Saturday, November 21, 2020

Huffington Post

Like everything else Trump has done as president, his entire scheme to steal the election is not meant to succeed in reality — reality, in this case, being judged by actual courts and judges. It is, rather, intended to succeed on television or social media by making his supporters believe that Trump lost due to fraud and not think of him as a loser. So far, it is working. The majority of Republicans state a belief that the election was rigged against Trump. (It wasn’t.) And nearly every Republican Party politician has either backed Trump’s false allegations of mass voter fraud or refused to accept that Biden won and is now president-elect. The reason why is because of the nature of the Republican Party, which is actually just a hollowed-out shell filled by the ever-mutating conservative movement. The conservative movement, born out of the 1964 Barry Goldwater presidential campaign and brought to power by Ronald Reagan in 1980, is openly antagonistic to Republican Party regulars and opposes any evidence of cooperation or appeasement with the enemy: Democrats. To appease the movement, Republican politicians must pay strict attention to the far-right fringe of their party in order to stave off the looming threat of primary challenges.

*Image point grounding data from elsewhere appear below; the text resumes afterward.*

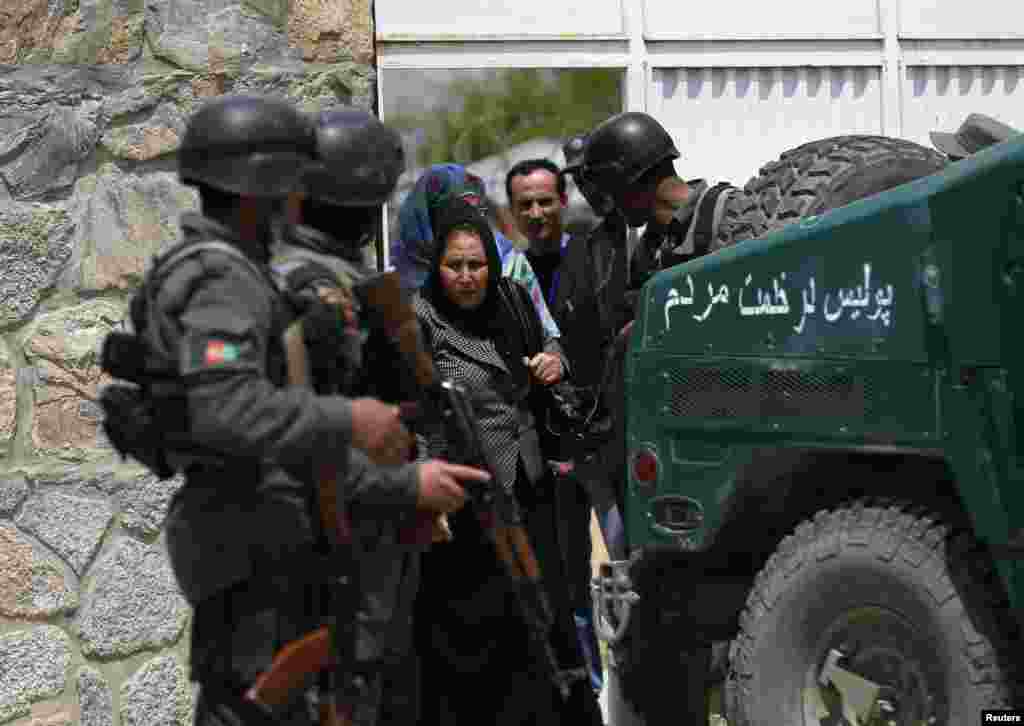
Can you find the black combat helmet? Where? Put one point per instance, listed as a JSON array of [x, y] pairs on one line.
[[246, 144], [620, 150], [358, 160], [573, 150]]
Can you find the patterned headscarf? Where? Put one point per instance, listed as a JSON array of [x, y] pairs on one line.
[[414, 250]]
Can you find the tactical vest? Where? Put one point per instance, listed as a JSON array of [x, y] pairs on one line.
[[146, 418]]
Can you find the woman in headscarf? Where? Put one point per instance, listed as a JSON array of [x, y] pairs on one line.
[[472, 640], [412, 251]]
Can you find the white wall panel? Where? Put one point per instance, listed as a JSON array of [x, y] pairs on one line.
[[729, 122], [948, 18], [406, 19], [756, 18], [938, 98]]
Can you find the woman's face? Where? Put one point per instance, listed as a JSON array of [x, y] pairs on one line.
[[464, 269]]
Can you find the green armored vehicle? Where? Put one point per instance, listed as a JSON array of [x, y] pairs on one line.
[[825, 495]]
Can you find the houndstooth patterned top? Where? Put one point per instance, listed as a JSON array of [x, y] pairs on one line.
[[505, 421]]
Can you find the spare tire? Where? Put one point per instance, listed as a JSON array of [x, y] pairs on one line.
[[818, 176]]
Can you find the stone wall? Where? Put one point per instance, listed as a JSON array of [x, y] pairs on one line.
[[93, 98]]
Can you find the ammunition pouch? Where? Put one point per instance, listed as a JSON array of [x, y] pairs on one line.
[[141, 417], [334, 351]]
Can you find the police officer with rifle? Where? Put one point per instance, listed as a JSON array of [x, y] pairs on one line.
[[629, 160], [207, 397], [317, 260]]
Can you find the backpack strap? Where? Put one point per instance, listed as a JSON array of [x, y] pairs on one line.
[[708, 216]]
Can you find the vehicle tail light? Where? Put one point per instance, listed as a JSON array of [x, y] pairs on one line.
[[645, 467]]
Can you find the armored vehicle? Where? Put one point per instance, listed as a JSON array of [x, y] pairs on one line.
[[825, 436]]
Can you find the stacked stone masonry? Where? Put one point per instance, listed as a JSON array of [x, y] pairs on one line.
[[94, 95]]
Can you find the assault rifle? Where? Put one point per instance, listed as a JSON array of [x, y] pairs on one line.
[[329, 651], [381, 298]]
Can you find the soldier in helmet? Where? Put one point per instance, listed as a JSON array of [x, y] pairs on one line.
[[629, 159], [243, 527], [320, 257]]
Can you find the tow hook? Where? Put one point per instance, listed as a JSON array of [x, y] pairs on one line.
[[858, 695], [613, 598]]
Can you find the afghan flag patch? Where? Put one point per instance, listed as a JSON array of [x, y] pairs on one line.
[[219, 351]]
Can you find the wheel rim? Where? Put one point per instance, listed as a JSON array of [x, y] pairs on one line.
[[875, 647]]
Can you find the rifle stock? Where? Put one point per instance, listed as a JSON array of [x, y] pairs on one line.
[[381, 296]]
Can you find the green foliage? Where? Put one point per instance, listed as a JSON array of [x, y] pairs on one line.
[[488, 116]]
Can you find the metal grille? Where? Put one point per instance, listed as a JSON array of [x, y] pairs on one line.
[[713, 392], [814, 393], [738, 392]]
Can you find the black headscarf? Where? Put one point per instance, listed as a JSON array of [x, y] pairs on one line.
[[493, 318]]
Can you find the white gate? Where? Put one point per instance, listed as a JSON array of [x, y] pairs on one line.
[[736, 82]]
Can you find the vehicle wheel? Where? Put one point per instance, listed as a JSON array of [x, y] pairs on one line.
[[818, 176], [864, 598]]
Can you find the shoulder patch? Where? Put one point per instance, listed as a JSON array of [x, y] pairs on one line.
[[220, 351]]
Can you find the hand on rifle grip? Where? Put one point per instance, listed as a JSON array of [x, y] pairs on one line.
[[439, 485], [377, 429]]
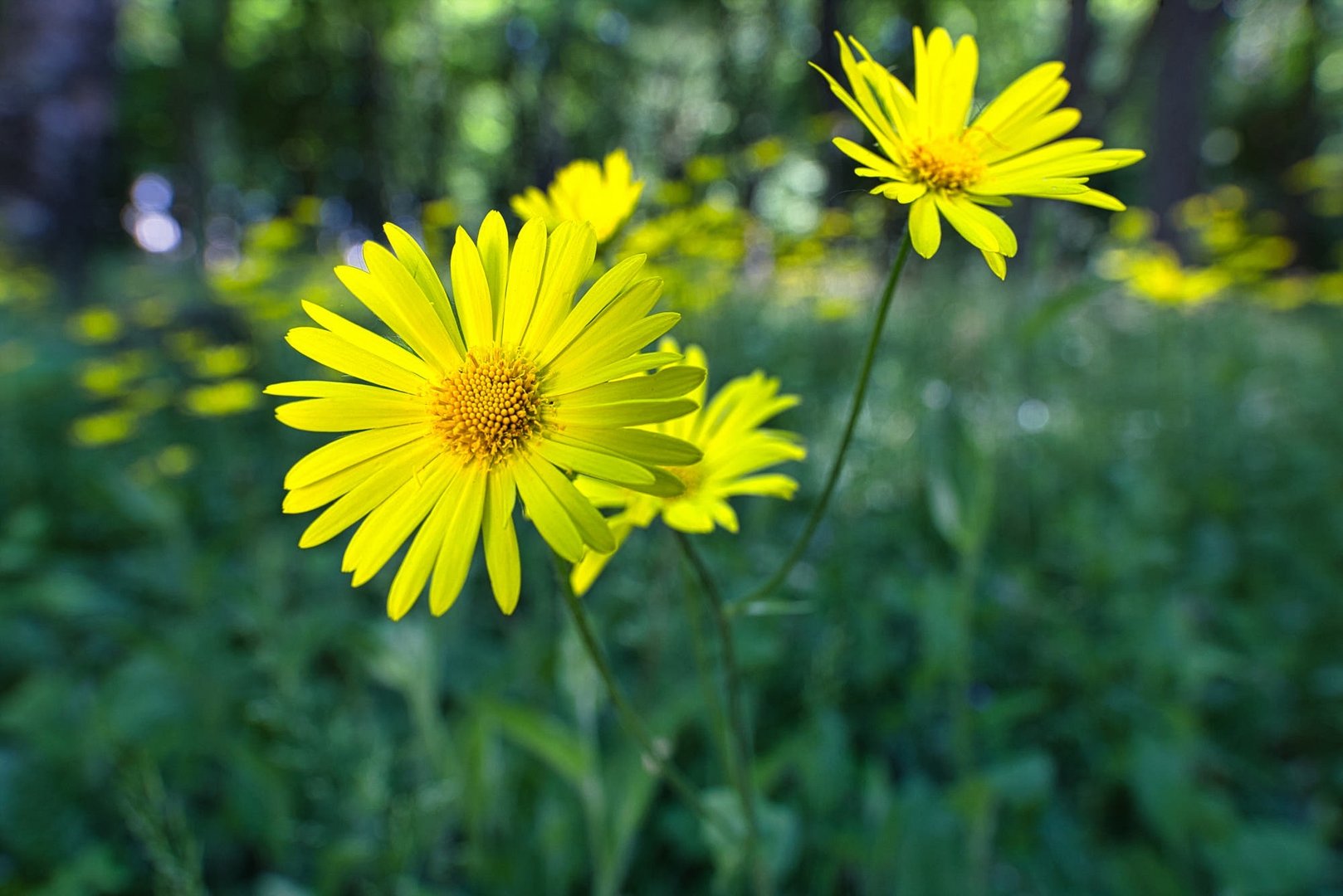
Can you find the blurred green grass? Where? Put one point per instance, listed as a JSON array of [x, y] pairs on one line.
[[1071, 626]]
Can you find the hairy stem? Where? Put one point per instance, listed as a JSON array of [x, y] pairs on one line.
[[860, 394]]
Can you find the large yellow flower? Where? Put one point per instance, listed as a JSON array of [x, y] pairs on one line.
[[943, 167], [602, 195], [727, 430], [496, 398]]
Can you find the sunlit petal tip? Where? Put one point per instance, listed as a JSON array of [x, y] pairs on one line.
[[997, 264]]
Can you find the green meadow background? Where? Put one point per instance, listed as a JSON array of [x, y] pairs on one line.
[[1073, 622]]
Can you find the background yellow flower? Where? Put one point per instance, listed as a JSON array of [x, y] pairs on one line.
[[942, 167], [736, 449], [602, 195]]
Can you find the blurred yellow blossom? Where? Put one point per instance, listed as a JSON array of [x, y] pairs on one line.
[[222, 399], [942, 167], [106, 427], [1230, 246], [95, 325], [217, 362], [175, 460], [736, 449], [113, 377], [603, 195]]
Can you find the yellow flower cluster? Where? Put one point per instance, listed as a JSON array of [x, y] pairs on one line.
[[1233, 250]]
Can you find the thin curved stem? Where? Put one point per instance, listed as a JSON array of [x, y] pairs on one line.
[[739, 766], [629, 718], [860, 394]]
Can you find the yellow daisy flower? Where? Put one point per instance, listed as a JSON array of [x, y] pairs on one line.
[[602, 195], [495, 395], [939, 165], [727, 430]]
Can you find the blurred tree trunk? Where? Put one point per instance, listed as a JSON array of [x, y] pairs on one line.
[[56, 119], [1277, 134], [1184, 34], [1077, 56], [203, 106], [367, 192]]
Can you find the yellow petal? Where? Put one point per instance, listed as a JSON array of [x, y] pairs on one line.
[[547, 512], [458, 543], [524, 278], [471, 292], [597, 464], [501, 557], [349, 414], [391, 523], [367, 340], [584, 518], [347, 451], [414, 260], [924, 226], [593, 303], [573, 249], [332, 351], [352, 507], [493, 245]]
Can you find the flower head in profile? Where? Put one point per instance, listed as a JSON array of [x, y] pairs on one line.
[[602, 195], [945, 165], [735, 450], [496, 394]]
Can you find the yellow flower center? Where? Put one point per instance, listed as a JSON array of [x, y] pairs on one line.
[[945, 163], [489, 407]]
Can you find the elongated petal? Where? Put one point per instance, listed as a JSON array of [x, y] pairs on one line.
[[332, 351], [347, 451], [625, 412], [563, 379], [501, 557], [924, 227], [351, 508], [349, 414], [671, 382], [417, 264], [471, 292], [551, 520], [367, 340], [586, 519], [458, 543], [571, 254], [647, 446], [997, 264], [524, 278], [969, 226], [603, 292], [387, 527], [597, 464], [493, 243]]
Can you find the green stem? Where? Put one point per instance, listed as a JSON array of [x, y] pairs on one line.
[[860, 394], [739, 766], [629, 718]]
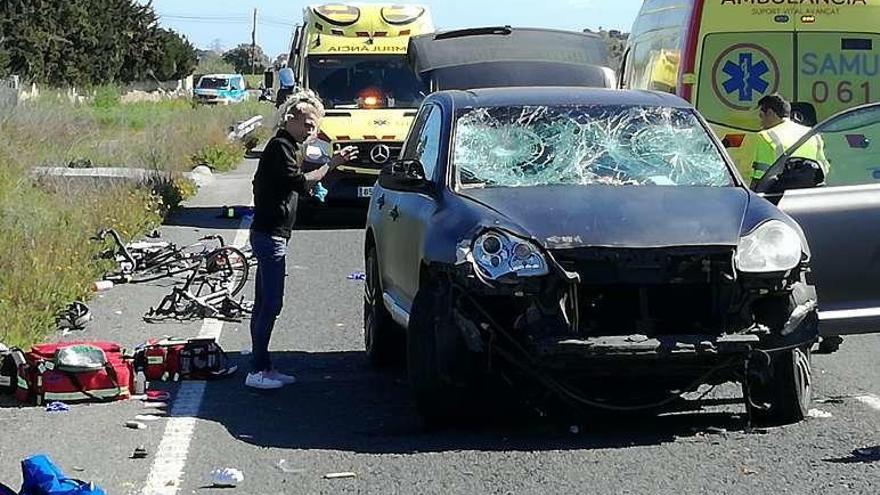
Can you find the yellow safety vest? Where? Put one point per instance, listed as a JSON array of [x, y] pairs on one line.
[[772, 143]]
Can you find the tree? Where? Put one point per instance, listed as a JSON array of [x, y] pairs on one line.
[[89, 42], [178, 58], [281, 60], [240, 58]]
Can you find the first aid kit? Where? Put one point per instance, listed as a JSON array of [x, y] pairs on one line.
[[75, 372]]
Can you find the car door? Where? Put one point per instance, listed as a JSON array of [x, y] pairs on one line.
[[384, 211], [417, 207], [841, 220]]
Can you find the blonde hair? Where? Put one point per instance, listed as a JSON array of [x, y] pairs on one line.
[[300, 101]]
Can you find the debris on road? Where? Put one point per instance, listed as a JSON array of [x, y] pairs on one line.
[[102, 285], [226, 477], [74, 317], [286, 467], [158, 395], [868, 453], [147, 417], [337, 476], [747, 471], [139, 453], [57, 407], [819, 414]]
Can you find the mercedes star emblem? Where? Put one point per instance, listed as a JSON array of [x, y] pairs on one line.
[[380, 154]]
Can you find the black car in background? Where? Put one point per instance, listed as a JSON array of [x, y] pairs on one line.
[[582, 242]]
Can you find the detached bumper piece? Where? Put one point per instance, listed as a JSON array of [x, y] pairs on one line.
[[641, 346]]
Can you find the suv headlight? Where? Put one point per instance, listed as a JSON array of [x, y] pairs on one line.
[[772, 247], [497, 254]]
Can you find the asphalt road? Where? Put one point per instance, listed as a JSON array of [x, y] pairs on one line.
[[344, 417]]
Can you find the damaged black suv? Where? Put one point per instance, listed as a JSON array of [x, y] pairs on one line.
[[582, 242]]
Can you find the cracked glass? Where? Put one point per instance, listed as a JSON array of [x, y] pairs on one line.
[[522, 146]]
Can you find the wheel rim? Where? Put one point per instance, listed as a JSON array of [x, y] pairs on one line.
[[803, 376], [370, 295]]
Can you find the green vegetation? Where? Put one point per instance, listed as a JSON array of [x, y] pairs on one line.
[[46, 257], [90, 42]]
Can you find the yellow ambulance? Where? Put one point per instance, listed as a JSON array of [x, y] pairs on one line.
[[354, 57], [724, 55]]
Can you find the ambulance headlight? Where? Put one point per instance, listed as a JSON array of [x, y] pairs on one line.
[[772, 247]]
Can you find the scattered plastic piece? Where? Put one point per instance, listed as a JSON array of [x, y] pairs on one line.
[[158, 395], [337, 476], [226, 477], [285, 467], [147, 417], [57, 407], [868, 453], [102, 285]]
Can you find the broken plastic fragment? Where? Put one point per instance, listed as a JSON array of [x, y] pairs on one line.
[[819, 414], [226, 477], [520, 146]]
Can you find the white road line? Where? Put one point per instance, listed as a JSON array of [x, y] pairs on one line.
[[870, 400], [169, 465]]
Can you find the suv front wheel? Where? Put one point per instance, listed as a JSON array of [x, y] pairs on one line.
[[787, 390], [379, 328], [443, 373]]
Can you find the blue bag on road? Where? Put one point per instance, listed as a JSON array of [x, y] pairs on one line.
[[43, 477]]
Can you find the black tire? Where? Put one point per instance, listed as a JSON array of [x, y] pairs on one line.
[[829, 345], [787, 390], [381, 337], [443, 373]]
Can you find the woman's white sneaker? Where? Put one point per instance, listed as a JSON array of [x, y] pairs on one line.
[[262, 381]]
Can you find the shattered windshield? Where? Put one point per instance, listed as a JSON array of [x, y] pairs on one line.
[[521, 146], [213, 83]]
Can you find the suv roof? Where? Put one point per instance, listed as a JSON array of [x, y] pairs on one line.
[[492, 97]]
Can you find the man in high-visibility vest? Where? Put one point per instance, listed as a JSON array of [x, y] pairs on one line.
[[779, 134]]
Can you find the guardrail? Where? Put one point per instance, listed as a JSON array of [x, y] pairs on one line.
[[242, 129]]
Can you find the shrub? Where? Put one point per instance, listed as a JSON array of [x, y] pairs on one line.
[[222, 157]]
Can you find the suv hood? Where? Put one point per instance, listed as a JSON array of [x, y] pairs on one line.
[[620, 216]]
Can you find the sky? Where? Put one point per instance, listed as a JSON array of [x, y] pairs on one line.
[[228, 22]]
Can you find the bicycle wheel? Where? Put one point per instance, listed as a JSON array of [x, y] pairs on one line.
[[228, 267]]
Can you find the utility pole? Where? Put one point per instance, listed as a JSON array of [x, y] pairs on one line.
[[254, 45]]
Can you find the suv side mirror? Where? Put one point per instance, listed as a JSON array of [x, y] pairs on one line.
[[798, 173], [408, 175]]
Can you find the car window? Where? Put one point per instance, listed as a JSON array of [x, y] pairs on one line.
[[522, 146], [428, 145], [411, 145], [847, 147]]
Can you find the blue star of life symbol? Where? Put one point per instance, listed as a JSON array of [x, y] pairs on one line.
[[746, 77]]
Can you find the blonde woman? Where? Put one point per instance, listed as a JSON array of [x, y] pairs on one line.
[[277, 185]]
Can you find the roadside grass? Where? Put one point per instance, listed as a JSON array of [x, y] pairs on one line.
[[47, 259]]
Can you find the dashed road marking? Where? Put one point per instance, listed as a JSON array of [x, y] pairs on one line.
[[169, 465]]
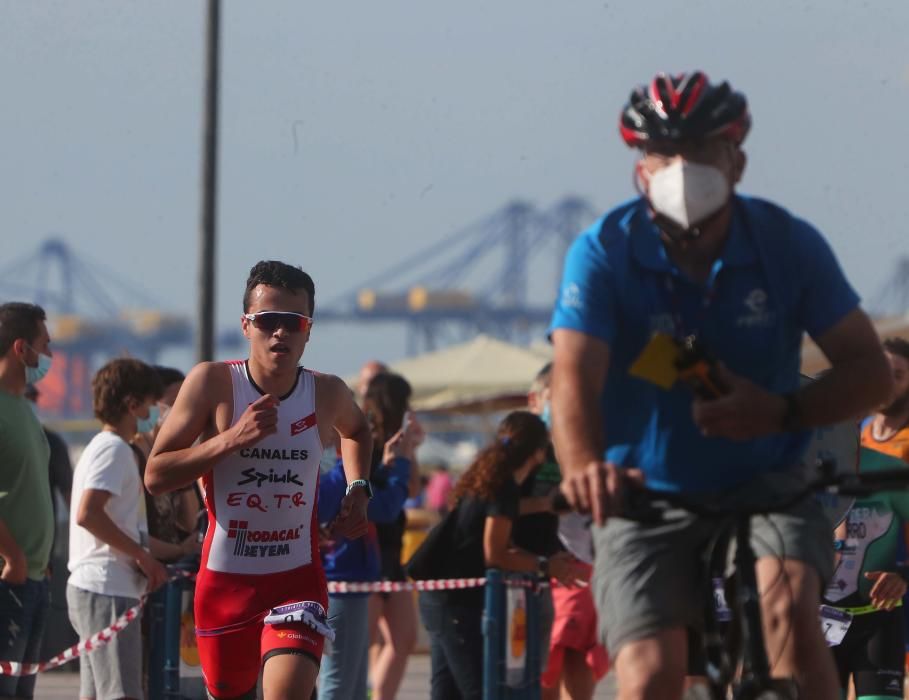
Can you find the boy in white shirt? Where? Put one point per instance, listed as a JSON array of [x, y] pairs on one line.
[[110, 566]]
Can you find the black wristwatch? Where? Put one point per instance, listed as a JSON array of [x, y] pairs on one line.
[[362, 483], [792, 417]]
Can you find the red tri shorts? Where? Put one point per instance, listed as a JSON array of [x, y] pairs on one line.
[[574, 627], [232, 639]]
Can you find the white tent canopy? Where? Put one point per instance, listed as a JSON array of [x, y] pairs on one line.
[[813, 360], [482, 370]]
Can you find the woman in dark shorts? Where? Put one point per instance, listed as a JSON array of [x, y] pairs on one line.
[[392, 616], [487, 499]]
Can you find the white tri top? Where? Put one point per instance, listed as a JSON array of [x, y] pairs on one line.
[[261, 499]]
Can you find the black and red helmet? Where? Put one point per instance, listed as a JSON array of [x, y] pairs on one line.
[[684, 107]]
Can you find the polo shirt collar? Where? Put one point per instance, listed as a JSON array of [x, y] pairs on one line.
[[648, 250]]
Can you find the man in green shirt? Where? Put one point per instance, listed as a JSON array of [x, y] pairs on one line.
[[26, 511], [859, 616]]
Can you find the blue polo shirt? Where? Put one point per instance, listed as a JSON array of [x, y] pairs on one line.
[[776, 279]]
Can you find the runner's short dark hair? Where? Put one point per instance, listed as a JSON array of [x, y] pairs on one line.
[[277, 274], [117, 382], [897, 346], [19, 320]]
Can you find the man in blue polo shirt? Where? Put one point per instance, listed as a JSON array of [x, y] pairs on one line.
[[690, 259]]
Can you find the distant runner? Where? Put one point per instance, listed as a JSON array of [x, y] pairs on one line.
[[860, 619]]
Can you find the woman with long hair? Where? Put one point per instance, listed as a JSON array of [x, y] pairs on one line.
[[392, 616], [344, 667], [486, 504]]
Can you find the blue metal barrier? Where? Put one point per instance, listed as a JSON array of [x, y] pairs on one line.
[[496, 631], [164, 611]]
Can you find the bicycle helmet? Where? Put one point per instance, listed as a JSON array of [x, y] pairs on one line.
[[684, 107]]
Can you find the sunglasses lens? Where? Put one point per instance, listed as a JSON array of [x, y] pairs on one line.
[[292, 323]]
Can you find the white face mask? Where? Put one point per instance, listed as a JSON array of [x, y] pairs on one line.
[[687, 193]]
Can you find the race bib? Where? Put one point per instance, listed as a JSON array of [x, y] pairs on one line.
[[835, 623], [307, 612]]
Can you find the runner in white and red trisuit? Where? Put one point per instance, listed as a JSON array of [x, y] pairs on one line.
[[262, 424]]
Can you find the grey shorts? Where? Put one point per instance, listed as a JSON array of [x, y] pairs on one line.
[[652, 577], [115, 669]]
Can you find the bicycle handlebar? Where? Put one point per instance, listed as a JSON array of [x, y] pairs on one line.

Once Trump conquered the party in 2016, Republicans seeking to avoid right-wing primary challenges had to adapt to his neo-personalist style of rule. This meant supplementing support for extremist right-wing policies and rhetoric with obsequious fealty to Trump and his family members. (With the only exception being when Trump suggests using the government to distribute wealth in an equitable manner.) In 2020, this means echoing Trump’s false claims of fraud as he tries to steal the election ― or at the very least not rejecting them as the dangerous absurdity they are. Republicans now face a litmus test of endorsing a belief that the 2020 election was unfair, a position that undermines the necessary peaceful transfer of power that American democracy would not exist without.